In 1960, officials in Orbisonia asked Nick Kovalchick if he would take one of the engines out of retirement for the borough's bicentennial. Kovalchick did one better -- he called out some of the old train crews and ran a train from Orbisonia Station north a few miles to Colgate Grove. That tourist train has been operating every June through October ever since.
It's popular among rail enthusiasts. From U.S. Highway 522, which runs parallel to the track, one can see dozens of photographers lined up to capture images of the historical train and to hear the scream of the whistle.
"We come down here about every other year," says Keith Hopkin, 55, of Toronto, who carpooled with seven other Canadian rail enthusiasts to the Fall Spectacular. "It's like going back in time. The rail, the trains, the cars -- there's nothing else like it. All the tools are in the shop. It's like a time warp."
That's because unlike most rail museums, the East Broad Top isn't a collection of artifacts brought together to a central location.

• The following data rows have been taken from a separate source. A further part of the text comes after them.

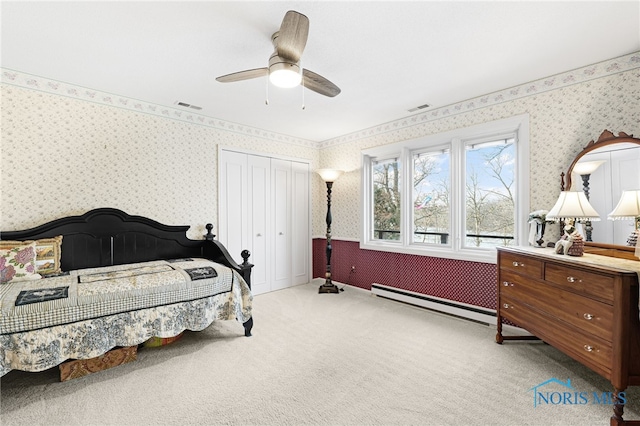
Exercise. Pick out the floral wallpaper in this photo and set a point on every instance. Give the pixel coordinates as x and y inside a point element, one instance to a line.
<point>68,149</point>
<point>562,121</point>
<point>64,156</point>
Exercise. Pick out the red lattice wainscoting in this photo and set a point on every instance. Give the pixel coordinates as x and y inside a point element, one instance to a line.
<point>467,282</point>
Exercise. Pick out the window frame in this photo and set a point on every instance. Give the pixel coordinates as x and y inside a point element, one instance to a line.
<point>456,139</point>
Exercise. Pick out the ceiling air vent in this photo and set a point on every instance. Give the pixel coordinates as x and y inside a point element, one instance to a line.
<point>186,105</point>
<point>418,108</point>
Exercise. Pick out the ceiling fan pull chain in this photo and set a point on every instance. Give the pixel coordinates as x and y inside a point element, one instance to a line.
<point>303,106</point>
<point>266,97</point>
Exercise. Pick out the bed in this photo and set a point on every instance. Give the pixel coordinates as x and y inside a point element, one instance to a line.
<point>77,287</point>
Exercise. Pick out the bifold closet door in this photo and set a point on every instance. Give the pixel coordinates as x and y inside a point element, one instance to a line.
<point>264,208</point>
<point>232,199</point>
<point>281,222</point>
<point>259,220</point>
<point>300,226</point>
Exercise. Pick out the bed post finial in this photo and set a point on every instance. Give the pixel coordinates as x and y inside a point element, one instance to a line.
<point>246,266</point>
<point>209,236</point>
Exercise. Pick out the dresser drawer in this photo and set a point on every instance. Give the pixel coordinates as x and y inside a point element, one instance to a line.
<point>590,350</point>
<point>587,314</point>
<point>521,264</point>
<point>597,285</point>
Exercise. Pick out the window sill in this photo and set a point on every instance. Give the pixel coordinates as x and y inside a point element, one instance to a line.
<point>482,256</point>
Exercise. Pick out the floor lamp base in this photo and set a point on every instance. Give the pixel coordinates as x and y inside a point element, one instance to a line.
<point>328,288</point>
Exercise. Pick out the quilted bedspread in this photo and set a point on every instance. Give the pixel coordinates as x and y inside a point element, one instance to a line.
<point>85,313</point>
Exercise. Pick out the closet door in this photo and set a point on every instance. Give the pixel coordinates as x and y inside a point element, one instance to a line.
<point>281,208</point>
<point>300,221</point>
<point>264,208</point>
<point>259,223</point>
<point>232,229</point>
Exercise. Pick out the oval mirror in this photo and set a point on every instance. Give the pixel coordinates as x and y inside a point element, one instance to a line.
<point>603,169</point>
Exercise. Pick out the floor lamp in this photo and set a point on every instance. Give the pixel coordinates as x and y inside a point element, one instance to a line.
<point>329,176</point>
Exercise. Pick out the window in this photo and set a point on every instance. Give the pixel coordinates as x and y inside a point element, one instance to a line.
<point>458,194</point>
<point>386,200</point>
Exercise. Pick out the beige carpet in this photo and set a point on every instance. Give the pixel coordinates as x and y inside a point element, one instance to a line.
<point>351,358</point>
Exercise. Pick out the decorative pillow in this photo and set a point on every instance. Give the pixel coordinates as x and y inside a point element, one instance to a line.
<point>48,251</point>
<point>18,263</point>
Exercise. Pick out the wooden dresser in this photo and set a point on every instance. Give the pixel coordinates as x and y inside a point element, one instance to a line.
<point>586,306</point>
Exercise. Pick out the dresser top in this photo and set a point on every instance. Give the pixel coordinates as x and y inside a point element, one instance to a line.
<point>588,259</point>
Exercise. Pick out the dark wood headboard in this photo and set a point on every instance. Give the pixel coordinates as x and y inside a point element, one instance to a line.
<point>107,236</point>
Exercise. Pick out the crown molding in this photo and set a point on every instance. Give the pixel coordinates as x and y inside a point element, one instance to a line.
<point>47,85</point>
<point>569,78</point>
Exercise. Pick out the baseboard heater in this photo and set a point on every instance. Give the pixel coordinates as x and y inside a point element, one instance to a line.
<point>459,309</point>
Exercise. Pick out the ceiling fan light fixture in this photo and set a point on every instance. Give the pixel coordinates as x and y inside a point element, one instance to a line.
<point>285,75</point>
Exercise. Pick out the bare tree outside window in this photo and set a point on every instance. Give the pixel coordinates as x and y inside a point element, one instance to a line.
<point>490,203</point>
<point>386,200</point>
<point>431,202</point>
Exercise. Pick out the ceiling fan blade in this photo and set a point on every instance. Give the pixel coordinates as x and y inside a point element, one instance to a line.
<point>243,75</point>
<point>292,37</point>
<point>319,84</point>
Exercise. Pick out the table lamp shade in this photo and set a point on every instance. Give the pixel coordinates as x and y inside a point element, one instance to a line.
<point>573,205</point>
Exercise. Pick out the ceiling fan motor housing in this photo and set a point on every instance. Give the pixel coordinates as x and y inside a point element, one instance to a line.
<point>283,73</point>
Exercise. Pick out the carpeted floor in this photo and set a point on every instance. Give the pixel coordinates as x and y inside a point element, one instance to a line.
<point>346,359</point>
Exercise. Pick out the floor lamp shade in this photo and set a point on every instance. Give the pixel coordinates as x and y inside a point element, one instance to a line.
<point>329,175</point>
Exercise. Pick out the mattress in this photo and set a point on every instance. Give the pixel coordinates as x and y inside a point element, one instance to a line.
<point>99,292</point>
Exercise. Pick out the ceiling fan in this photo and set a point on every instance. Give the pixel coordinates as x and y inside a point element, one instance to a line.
<point>284,64</point>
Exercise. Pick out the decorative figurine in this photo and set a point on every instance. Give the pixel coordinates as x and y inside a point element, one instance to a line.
<point>571,243</point>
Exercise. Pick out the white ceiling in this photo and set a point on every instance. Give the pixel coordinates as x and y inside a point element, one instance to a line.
<point>387,57</point>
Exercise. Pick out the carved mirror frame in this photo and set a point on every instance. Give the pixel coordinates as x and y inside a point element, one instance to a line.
<point>605,139</point>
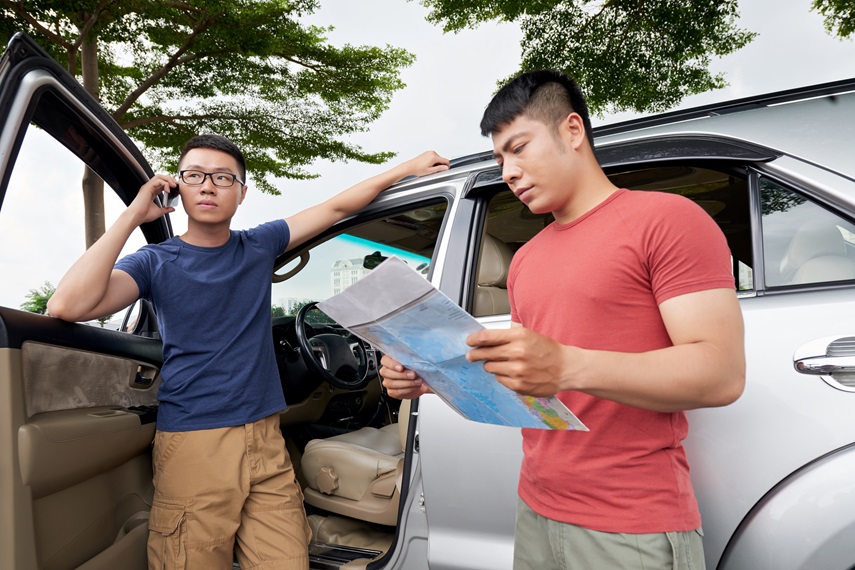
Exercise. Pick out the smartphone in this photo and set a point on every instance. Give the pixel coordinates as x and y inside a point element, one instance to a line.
<point>170,199</point>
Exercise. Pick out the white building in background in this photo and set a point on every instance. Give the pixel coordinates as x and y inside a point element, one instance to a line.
<point>291,303</point>
<point>346,272</point>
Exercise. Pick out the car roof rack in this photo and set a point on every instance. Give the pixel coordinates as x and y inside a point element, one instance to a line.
<point>728,107</point>
<point>711,110</point>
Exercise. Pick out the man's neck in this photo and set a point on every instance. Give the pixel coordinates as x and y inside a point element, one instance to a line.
<point>206,235</point>
<point>589,197</point>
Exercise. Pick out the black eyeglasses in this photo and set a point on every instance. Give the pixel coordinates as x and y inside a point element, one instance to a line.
<point>197,177</point>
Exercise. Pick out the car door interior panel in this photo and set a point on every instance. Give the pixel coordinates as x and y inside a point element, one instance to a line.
<point>82,424</point>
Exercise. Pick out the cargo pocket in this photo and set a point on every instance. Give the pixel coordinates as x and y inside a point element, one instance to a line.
<point>688,549</point>
<point>166,539</point>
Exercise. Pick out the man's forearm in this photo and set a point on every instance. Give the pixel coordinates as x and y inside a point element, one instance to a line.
<point>85,284</point>
<point>676,378</point>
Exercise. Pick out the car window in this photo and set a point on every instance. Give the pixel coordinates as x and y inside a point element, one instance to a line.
<point>343,259</point>
<point>509,224</point>
<point>41,220</point>
<point>803,243</point>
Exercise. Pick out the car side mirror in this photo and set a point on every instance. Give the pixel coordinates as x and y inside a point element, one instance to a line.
<point>372,260</point>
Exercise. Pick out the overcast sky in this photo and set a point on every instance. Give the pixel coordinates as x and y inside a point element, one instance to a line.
<point>447,89</point>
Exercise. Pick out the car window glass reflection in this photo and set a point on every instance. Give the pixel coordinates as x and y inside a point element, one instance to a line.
<point>41,220</point>
<point>341,261</point>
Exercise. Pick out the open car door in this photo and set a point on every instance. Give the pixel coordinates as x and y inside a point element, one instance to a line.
<point>77,401</point>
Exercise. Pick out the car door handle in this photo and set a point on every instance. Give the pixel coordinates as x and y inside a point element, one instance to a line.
<point>825,364</point>
<point>831,358</point>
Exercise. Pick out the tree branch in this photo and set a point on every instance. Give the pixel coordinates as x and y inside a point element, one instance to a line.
<point>145,121</point>
<point>91,21</point>
<point>18,8</point>
<point>175,60</point>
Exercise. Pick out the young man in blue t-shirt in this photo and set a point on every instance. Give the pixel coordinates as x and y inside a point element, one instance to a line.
<point>223,480</point>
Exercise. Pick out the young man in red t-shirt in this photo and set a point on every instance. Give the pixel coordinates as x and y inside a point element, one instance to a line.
<point>625,309</point>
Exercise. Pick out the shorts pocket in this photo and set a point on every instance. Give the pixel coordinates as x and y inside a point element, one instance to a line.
<point>167,536</point>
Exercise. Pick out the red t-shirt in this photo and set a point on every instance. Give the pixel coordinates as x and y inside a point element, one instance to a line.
<point>596,283</point>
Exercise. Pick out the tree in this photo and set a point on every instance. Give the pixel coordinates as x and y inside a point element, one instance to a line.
<point>839,16</point>
<point>246,69</point>
<point>37,299</point>
<point>627,54</point>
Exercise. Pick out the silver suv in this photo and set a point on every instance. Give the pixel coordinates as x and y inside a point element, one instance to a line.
<point>400,486</point>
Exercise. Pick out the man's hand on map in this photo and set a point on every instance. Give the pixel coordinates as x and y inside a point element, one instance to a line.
<point>401,383</point>
<point>527,362</point>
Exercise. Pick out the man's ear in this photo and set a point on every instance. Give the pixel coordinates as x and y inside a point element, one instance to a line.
<point>573,128</point>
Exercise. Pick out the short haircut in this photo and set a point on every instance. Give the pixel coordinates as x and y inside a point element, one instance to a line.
<point>546,95</point>
<point>216,142</point>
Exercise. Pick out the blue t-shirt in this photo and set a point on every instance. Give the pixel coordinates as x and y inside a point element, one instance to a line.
<point>213,311</point>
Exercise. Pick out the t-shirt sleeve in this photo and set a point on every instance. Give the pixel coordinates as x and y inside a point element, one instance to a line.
<point>139,266</point>
<point>686,250</point>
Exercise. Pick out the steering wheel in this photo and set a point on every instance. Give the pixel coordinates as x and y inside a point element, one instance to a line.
<point>340,361</point>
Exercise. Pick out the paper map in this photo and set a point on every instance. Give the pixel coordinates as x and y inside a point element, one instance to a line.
<point>403,315</point>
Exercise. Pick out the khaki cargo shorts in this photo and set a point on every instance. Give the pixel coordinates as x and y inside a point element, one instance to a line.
<point>226,492</point>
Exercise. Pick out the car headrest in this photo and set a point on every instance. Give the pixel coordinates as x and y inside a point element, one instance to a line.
<point>811,240</point>
<point>494,264</point>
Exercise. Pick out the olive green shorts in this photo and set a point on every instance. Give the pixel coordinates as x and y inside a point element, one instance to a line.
<point>544,544</point>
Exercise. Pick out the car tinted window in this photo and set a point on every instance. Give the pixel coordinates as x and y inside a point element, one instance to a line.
<point>344,258</point>
<point>41,220</point>
<point>803,243</point>
<point>509,224</point>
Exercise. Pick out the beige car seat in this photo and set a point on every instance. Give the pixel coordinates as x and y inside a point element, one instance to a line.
<point>491,290</point>
<point>817,253</point>
<point>358,474</point>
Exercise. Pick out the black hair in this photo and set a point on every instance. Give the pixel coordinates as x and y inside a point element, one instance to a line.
<point>547,95</point>
<point>216,142</point>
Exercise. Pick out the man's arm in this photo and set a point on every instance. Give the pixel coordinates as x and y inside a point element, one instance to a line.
<point>312,221</point>
<point>92,288</point>
<point>705,366</point>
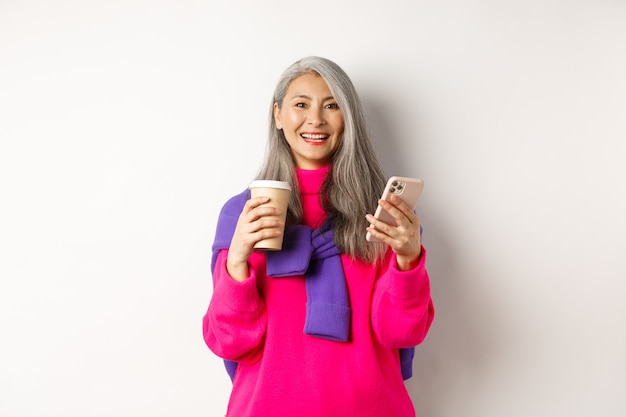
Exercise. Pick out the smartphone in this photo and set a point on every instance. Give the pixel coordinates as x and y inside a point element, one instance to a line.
<point>408,189</point>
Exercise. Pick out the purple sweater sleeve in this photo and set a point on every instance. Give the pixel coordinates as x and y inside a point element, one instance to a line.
<point>235,323</point>
<point>402,308</point>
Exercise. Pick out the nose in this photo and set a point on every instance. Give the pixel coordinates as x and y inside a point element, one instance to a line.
<point>316,116</point>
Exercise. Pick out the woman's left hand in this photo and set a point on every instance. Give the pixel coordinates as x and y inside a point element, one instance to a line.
<point>404,239</point>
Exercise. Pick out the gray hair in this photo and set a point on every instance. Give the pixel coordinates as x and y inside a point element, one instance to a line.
<point>356,178</point>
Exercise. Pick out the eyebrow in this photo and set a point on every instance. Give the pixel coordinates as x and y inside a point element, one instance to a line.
<point>309,98</point>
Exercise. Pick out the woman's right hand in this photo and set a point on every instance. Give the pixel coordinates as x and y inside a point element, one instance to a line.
<point>256,222</point>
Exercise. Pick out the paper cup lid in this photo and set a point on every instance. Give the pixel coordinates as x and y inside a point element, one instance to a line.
<point>270,184</point>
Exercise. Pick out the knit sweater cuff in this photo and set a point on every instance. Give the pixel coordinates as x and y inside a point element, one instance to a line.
<point>406,284</point>
<point>241,297</point>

"Everything that's there now has been there continuously, in some cases for 100 years or more," Rainey says. "The Kovalchick family purchased the properties of the East Broad Top Railroad and what at that time was Rockhill Coal Company. They got a complete turn-of-the-last-century railroad out of it -- a steam railroad with all the original equipment, the original cars, and a lot of the cars were built right there in Rockhill Furnace.
"It's exactly, to an amazing degree, like it was in 1950 or 1920. They were able to preserve and use that to create a very unique museum-like experience there."
What they'll be able to preserve in the future, though, is in doubt.
Money losses
Joe Kovalchick says the line is losing money as visitation has dropped from some 20,000 riders per year in the 1960s to around 10,000 in recent years.
Several attempts to sell the railroad have failed in the past 20 years.
Kovalchick rejected the most recent offer, saying it was millions of dollars below what the railroad was worth.
The last trains of the season ran Oct. 27, and Kovalchick won't say whether the East Broad Top will operate next year.
"To give you specifics on the future, I don't have any," he says. "Under the right circumstances to the right people, it could be sold."
Fans of the East Broad Top are encouraged by the Kovalchick family's decades-long commitment to the line, including the current renovation of three locomotives in the roundhouse.
But Henry Inman, president of the nonprofit Friends of the East Broad Top, says his organization's 900 members will feel better when more permanent arrangements are made.
"The railroad could be scrapped -- that's something that we all have to understand," Inman says. "But I don't think anyone at the moment takes that seriously simply because the Kovalchick family has maintained it up to now, and Mr. Kovalchick seems committed to that in the near term.
"But obviously the longer we go without some sort of long-term plan in place, the more obscure the future is and the more apprehensive we all feel about the future of the railroad."